Escucha este artículo
Audio generado con IA de Google
0:00
/
0:00
“Demasiada camiseta y cada menos gambeta, la sonrisa cuesta más…”. Así dice un pedazo de la letra de la canción “Clonazepán y circo”, de Andrés Calamaro.
La final de la Copa Libertadores disputada (poco jugada) el sábado entre Fluminense y Boca es la demostración de que en nuestro continente el fútbol se vive a blanco o negro y como solamente sirve ganar, entonces se confunde el juego con lo que hay que hacer para ganar, y cómo es más fácil correr que jugar se apuesta por la intensidad, el choque, la discusión, la pérdida de tiempo efectivo y el engaño mal entendido. Esto, secundado por la tribuna y los televidentes, cada vez más enloquecidos porque necesitan que sus equipos logren lo que ellos en sus vidas corrientes casi nunca pueden: ganar.

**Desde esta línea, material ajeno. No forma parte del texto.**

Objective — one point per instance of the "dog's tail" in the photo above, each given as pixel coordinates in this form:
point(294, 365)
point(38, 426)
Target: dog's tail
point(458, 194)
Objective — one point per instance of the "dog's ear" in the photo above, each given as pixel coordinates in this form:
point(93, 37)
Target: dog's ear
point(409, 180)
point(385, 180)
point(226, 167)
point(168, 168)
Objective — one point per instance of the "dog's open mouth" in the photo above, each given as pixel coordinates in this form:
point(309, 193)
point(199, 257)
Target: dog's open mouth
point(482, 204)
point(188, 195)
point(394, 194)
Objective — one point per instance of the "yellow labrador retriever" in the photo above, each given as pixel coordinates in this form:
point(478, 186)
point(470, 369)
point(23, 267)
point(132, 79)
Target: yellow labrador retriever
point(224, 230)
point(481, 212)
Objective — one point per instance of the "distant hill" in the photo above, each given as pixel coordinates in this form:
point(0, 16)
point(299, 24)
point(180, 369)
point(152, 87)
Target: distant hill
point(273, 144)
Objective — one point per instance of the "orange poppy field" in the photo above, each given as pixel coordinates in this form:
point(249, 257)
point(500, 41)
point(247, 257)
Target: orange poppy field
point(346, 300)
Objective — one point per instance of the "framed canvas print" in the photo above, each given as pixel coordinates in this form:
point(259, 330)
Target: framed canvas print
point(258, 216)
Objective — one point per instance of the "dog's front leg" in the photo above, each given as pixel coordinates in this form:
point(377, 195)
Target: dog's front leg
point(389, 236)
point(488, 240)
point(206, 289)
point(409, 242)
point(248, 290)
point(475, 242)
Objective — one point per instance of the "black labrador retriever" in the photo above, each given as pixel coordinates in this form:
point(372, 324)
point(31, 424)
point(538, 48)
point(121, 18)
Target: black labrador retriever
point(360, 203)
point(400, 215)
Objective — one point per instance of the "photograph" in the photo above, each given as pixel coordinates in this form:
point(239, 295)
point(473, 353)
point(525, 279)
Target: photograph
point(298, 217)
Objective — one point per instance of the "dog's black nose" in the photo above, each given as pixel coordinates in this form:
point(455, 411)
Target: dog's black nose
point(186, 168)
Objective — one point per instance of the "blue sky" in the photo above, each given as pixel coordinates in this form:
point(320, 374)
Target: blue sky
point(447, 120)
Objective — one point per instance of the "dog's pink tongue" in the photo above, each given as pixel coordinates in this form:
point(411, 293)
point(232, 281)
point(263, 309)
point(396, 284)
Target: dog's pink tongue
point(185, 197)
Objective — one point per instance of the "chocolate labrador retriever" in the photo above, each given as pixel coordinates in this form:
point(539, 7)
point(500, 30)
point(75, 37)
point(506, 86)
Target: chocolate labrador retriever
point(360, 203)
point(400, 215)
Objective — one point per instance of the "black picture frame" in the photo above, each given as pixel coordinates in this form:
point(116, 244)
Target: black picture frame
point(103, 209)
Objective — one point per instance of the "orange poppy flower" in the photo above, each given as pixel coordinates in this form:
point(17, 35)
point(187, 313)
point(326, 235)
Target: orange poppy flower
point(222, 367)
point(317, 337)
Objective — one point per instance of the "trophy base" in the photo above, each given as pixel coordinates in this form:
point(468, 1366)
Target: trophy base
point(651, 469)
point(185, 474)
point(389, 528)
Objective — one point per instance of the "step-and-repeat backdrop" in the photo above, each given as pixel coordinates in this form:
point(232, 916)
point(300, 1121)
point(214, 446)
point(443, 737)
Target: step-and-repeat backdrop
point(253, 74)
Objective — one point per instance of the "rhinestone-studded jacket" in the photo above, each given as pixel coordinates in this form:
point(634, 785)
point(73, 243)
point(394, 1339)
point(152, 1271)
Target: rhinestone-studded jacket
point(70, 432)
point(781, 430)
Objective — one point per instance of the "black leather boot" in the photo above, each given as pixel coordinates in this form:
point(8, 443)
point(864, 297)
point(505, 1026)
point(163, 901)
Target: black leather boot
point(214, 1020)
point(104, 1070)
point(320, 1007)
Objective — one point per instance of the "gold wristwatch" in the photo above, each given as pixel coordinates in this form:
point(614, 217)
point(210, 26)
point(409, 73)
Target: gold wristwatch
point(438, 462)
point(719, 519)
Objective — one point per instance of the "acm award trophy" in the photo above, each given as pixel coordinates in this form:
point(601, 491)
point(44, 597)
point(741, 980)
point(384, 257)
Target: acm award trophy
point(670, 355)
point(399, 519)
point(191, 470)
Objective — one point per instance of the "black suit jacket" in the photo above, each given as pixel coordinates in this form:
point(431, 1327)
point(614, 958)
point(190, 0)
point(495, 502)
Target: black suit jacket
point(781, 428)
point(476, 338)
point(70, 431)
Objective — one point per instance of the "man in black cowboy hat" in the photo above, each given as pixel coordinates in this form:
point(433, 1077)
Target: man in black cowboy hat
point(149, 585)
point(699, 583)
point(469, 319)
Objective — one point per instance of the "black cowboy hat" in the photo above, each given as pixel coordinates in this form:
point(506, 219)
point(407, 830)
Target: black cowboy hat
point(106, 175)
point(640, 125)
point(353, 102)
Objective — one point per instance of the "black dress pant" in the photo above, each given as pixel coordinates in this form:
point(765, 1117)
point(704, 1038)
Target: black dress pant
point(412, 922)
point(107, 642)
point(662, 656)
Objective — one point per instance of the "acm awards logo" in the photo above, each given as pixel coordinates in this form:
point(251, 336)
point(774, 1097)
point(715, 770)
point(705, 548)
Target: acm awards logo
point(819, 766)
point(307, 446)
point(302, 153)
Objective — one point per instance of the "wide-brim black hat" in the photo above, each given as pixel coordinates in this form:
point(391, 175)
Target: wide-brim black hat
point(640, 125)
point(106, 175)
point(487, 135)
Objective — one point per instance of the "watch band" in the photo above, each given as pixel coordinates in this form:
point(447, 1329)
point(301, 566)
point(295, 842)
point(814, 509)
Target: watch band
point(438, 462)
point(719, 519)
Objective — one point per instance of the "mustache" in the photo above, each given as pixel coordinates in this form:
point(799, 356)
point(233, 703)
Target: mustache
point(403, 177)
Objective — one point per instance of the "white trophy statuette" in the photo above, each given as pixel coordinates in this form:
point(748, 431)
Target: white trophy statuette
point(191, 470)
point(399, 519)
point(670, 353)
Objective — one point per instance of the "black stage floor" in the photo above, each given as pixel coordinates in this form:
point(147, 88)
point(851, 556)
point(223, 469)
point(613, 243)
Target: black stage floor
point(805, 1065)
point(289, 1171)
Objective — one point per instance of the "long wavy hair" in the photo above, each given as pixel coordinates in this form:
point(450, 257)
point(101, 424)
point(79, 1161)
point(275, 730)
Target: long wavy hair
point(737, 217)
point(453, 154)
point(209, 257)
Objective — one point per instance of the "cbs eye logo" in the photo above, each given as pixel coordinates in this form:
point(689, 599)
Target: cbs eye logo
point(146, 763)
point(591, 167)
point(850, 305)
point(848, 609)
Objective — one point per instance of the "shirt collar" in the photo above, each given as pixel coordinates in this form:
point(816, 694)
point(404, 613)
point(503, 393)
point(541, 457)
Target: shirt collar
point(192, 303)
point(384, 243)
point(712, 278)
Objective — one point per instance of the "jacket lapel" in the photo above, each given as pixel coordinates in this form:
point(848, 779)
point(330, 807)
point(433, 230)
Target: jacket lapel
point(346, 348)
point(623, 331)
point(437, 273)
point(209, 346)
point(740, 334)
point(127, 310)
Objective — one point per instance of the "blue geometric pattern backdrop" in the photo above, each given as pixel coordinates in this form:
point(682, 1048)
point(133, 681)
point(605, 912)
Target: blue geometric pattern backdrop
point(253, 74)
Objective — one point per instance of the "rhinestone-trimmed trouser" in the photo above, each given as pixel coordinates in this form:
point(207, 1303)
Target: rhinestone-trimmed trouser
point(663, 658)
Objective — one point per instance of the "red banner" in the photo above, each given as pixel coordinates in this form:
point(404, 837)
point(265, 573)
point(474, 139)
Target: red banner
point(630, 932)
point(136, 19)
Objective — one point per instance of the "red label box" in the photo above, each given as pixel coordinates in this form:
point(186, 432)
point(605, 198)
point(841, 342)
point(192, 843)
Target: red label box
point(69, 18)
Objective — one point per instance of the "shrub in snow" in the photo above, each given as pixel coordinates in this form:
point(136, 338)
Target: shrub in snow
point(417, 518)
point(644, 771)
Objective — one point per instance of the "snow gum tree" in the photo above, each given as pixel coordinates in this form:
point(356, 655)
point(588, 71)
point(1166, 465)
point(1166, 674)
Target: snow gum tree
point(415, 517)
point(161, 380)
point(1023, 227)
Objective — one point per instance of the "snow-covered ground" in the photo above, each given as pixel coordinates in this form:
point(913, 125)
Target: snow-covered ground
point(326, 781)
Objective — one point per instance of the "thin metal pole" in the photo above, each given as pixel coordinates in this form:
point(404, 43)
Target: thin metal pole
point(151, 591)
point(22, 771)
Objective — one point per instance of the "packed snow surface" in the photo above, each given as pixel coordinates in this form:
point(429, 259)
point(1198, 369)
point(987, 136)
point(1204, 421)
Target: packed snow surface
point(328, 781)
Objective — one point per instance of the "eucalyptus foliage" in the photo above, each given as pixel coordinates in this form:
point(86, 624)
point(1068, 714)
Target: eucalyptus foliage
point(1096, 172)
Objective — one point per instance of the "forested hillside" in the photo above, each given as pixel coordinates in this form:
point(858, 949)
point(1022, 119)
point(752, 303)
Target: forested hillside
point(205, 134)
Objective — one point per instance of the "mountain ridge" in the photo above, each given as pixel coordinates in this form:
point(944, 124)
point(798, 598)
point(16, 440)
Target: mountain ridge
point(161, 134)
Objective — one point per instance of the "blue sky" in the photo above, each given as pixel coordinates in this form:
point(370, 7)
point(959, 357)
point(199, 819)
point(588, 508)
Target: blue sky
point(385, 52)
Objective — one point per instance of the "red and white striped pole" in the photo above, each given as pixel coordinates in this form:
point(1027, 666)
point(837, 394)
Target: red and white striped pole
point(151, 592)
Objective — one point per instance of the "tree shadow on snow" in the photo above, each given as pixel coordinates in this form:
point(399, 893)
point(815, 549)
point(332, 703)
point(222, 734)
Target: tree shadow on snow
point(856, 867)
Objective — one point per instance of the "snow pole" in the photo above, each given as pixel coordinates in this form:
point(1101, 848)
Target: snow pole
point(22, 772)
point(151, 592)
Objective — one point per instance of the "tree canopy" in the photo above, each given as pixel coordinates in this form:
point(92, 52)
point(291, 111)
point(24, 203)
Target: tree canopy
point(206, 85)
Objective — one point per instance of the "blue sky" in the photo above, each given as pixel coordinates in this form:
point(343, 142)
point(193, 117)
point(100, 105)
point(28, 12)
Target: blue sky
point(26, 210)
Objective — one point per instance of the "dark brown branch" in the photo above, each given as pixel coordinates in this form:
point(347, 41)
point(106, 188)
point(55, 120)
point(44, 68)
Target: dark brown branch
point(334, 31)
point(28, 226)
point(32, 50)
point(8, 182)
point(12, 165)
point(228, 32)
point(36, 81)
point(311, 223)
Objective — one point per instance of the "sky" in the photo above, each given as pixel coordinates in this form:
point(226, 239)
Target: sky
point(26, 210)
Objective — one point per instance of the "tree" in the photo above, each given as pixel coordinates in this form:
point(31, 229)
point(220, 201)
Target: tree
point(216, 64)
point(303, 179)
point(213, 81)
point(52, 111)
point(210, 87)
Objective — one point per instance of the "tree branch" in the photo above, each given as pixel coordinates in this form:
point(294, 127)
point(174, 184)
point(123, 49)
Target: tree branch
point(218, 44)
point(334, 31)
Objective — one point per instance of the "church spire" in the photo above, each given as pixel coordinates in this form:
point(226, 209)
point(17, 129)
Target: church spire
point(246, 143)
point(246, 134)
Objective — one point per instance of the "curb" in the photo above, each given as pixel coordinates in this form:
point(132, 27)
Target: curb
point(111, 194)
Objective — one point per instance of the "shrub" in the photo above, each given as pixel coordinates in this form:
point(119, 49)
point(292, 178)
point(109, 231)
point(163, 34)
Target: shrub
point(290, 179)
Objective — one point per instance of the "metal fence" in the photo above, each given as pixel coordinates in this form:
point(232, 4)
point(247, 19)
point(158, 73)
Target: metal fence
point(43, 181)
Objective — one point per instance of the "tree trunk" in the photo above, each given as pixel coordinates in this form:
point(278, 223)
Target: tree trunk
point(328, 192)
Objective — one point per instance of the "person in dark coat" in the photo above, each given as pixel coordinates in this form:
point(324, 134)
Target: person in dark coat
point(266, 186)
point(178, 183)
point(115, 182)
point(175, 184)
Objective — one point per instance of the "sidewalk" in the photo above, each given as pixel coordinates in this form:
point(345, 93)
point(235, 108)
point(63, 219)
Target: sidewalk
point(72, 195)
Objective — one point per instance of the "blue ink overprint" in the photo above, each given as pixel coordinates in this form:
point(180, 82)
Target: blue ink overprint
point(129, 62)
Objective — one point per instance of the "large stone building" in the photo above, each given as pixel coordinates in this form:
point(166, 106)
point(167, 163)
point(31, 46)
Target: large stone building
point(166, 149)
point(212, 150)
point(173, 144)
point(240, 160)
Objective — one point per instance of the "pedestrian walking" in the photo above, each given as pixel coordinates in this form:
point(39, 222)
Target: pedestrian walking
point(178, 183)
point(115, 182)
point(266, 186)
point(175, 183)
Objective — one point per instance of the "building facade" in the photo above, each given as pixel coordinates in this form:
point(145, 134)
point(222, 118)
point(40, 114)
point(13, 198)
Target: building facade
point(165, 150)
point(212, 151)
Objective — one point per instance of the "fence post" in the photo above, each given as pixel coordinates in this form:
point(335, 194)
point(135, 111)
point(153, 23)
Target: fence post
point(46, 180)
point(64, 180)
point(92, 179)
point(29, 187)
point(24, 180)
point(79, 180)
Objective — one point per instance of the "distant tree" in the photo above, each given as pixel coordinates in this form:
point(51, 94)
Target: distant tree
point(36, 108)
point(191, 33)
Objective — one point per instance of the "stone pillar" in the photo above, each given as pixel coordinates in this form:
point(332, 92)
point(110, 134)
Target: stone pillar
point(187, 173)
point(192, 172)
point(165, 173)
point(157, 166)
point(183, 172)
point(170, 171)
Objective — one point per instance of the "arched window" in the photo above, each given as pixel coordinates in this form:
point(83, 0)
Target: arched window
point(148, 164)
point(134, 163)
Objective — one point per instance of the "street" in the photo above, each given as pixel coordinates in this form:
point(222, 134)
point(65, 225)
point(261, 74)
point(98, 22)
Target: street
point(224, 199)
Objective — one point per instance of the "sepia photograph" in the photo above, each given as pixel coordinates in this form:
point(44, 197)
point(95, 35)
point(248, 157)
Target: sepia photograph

La consecuencia es llamativa. Más puede el miedo a perder que la convicción de ganar. Los futbolistas saben que la afición no entiende de estrategia, táctica o fútbol lírico. La hinchada perdona errores grotescos que vayan en ese sentido, pero jamás permite que sus muchachos no pongan “huevos”.
Se juega con el cuchillo entre los dientes. La libertad de expresión en la cancha es censurada por la necesidad de ganar o fracasar. En Suramérica el que gana es Dios y el que pierde es un bueno para nada, como si ganar fuera fácil.
Esto explica por qué la final tuvo apenas once tiros al arco en 120 minutos y el mismo número de tarjetas: nueve amarillas y dos rojas.
Lo curioso es que eso es lo que le gusta a la gente. Claramente los equivocados somos los que creemos que el que gana no es tan omnipotente ni el que pierde es tan fracasado. Es evidente que no hemos sabido comunicar la dificultad de ganar en los deportes cualquier reto.
Tal vez hace falta recordar que el fútbol es un juego y los juegos son cosa de niños.